Cass McCombs - Humor Risk

Cass McCombs does things his way: if he feels like abstaining from the circus of the music media cycle then he will; if he wants to write a screenplay awash with semi-prophetic rant (think Jodorowsky’s Holy Mountain – an excerpt is available on his absurdly clunky website) then he will; if he feels like releasing two collections of unobtrusively original songs written in his comfortingly familiar yet bizarrely idiosyncratic style within the space of six months, then he damn well will.

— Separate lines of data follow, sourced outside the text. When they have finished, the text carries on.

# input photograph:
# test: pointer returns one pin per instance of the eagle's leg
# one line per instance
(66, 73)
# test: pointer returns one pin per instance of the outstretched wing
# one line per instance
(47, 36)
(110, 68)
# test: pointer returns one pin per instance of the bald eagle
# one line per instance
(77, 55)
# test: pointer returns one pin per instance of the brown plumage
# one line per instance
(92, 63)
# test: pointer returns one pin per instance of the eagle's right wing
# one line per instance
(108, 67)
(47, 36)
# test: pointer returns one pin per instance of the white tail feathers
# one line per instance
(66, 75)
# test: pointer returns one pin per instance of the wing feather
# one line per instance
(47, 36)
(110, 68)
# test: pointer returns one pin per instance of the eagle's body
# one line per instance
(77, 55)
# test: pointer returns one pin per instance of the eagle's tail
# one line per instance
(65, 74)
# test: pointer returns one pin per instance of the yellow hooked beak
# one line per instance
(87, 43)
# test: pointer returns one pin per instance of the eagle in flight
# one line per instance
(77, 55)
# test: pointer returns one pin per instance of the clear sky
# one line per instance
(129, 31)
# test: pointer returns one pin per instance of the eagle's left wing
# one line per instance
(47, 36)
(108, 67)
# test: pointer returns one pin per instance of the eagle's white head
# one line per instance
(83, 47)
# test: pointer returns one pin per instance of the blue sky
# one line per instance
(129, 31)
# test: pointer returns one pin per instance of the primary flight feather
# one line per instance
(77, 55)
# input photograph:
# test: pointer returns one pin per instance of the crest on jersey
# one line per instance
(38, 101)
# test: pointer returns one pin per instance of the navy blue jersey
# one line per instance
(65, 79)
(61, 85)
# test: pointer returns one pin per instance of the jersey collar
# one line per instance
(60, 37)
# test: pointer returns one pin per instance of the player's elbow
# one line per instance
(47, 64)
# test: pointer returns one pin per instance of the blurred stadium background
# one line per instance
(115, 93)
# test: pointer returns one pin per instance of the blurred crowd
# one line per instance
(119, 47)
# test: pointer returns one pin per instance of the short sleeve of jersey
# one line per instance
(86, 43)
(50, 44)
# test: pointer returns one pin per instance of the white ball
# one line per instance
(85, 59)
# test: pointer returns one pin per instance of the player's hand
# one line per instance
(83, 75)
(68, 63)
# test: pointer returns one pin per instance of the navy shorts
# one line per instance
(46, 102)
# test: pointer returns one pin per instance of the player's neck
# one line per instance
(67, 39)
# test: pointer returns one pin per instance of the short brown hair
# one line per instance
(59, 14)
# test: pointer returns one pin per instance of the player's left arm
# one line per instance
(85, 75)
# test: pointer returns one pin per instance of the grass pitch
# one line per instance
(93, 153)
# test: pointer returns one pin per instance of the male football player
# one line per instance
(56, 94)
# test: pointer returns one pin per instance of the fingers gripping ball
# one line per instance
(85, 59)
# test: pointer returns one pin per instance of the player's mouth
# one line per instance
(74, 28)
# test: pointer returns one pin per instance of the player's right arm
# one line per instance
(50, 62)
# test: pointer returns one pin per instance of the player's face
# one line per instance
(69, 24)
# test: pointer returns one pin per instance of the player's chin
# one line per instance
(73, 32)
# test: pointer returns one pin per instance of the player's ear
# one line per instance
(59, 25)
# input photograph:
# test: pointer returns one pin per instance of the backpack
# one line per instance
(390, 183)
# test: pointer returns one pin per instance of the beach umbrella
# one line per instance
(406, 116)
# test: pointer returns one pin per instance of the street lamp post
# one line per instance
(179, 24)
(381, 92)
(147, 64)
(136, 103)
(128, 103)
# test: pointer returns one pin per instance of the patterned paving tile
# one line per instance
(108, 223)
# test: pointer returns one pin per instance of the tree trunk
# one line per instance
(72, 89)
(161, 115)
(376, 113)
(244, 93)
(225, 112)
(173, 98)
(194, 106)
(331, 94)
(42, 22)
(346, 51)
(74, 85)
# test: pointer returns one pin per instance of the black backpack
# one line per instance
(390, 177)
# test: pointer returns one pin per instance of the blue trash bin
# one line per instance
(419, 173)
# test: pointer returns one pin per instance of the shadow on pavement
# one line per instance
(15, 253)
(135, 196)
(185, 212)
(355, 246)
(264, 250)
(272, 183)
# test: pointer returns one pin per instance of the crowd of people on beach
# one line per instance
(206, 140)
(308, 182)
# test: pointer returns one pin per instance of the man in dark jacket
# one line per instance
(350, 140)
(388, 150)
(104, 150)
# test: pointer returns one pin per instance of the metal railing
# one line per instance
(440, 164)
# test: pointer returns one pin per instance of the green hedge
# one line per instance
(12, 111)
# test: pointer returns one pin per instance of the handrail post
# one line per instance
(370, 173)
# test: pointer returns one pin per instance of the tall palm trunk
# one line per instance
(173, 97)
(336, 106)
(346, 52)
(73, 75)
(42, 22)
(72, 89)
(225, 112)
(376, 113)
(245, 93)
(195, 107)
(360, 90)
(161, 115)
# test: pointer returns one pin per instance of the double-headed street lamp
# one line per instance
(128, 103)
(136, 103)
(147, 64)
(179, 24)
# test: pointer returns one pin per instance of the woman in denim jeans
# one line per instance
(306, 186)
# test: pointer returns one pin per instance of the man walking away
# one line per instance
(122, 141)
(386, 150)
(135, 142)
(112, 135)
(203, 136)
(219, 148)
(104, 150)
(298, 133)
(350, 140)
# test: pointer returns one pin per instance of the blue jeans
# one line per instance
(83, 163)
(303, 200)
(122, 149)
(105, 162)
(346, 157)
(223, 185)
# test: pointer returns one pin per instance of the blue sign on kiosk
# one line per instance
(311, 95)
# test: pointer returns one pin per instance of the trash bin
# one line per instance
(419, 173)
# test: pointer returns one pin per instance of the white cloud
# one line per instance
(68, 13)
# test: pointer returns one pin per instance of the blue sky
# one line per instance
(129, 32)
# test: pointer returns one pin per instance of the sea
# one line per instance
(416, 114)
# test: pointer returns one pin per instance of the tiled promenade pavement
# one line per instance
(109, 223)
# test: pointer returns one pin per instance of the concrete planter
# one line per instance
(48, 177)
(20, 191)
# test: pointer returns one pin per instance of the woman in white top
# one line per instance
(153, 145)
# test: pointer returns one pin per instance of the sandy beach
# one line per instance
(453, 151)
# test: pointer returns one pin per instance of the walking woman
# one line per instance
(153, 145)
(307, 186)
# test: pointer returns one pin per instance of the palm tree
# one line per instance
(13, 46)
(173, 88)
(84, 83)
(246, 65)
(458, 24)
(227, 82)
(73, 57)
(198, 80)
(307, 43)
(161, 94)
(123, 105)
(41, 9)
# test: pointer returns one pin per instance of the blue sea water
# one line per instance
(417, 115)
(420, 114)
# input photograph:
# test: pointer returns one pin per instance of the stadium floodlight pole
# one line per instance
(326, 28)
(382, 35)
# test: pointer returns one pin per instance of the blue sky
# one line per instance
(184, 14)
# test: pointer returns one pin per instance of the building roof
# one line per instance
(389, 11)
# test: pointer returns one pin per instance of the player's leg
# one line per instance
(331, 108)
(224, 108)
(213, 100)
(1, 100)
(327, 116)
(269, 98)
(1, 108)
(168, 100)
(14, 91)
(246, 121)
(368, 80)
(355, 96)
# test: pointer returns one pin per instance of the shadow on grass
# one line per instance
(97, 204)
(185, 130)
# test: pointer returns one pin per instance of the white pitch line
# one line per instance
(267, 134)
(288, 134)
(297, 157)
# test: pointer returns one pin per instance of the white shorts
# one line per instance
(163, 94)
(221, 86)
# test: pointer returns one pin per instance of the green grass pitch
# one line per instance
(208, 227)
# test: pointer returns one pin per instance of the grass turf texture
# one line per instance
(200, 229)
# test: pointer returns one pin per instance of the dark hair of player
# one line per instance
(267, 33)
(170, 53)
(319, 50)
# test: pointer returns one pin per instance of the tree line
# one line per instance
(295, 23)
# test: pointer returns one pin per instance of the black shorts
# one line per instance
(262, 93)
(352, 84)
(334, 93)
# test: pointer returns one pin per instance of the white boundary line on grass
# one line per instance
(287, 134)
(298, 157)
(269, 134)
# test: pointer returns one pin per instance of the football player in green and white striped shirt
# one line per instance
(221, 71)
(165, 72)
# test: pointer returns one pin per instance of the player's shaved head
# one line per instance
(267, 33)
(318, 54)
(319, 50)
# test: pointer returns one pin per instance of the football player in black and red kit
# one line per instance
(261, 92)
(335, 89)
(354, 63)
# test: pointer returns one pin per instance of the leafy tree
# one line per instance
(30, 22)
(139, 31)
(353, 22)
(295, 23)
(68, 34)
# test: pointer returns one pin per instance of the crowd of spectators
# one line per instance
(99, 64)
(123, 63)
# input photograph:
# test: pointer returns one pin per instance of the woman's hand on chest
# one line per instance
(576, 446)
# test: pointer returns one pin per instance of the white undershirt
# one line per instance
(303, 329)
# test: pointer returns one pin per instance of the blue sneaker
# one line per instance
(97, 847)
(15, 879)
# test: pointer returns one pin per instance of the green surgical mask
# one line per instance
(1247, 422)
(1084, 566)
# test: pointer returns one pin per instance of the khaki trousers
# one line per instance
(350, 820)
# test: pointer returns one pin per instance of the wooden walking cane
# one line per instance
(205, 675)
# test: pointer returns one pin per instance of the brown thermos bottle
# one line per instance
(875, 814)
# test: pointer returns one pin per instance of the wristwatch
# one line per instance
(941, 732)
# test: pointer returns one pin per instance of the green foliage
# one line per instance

Taking its name from a Marx Brothers’ film, Humor Risk has been touted as the sunnier counterpart to the claustrophobic Wit’s End released back in April. Though it’d be a stretch to call it optimistic, first single ‘Robin Egg Blue’ is easily the most upbeat track McCombs has written since ‘Dream Come True Girl’ from fourth album Catacombs, a levity perhaps stemming from a letting go of former melancholy, with McCombs admitting “what’s done is done”. Unlike the uncanny stasis towards which Wit’s End groped its way, most songs here possess some measure of energy and groove, whether it be the grunge of ‘Love Thine Enemy’, the supple warmth of ‘The Living Word’ or the mid-tempo rock of highlight ‘The Same Thing’.

But McCombs seems incapable of ignoring inner darkness completely. Straddling the album’s mid-point, ‘To Every Man His Chimera’ provides the doom-laden rock on which the other songs pivot, McCombs crying with a strangled yelp “it’s you again”, as though catching sight of his own steel-eyed doppelganger in the mirror. It’s the exception however, ‘Mariah (Sketch)’ closing the record with a tender, lo-fi beauty.

If most pop music is Rice Bubbles, then Cass McCombs writes musical quinoa.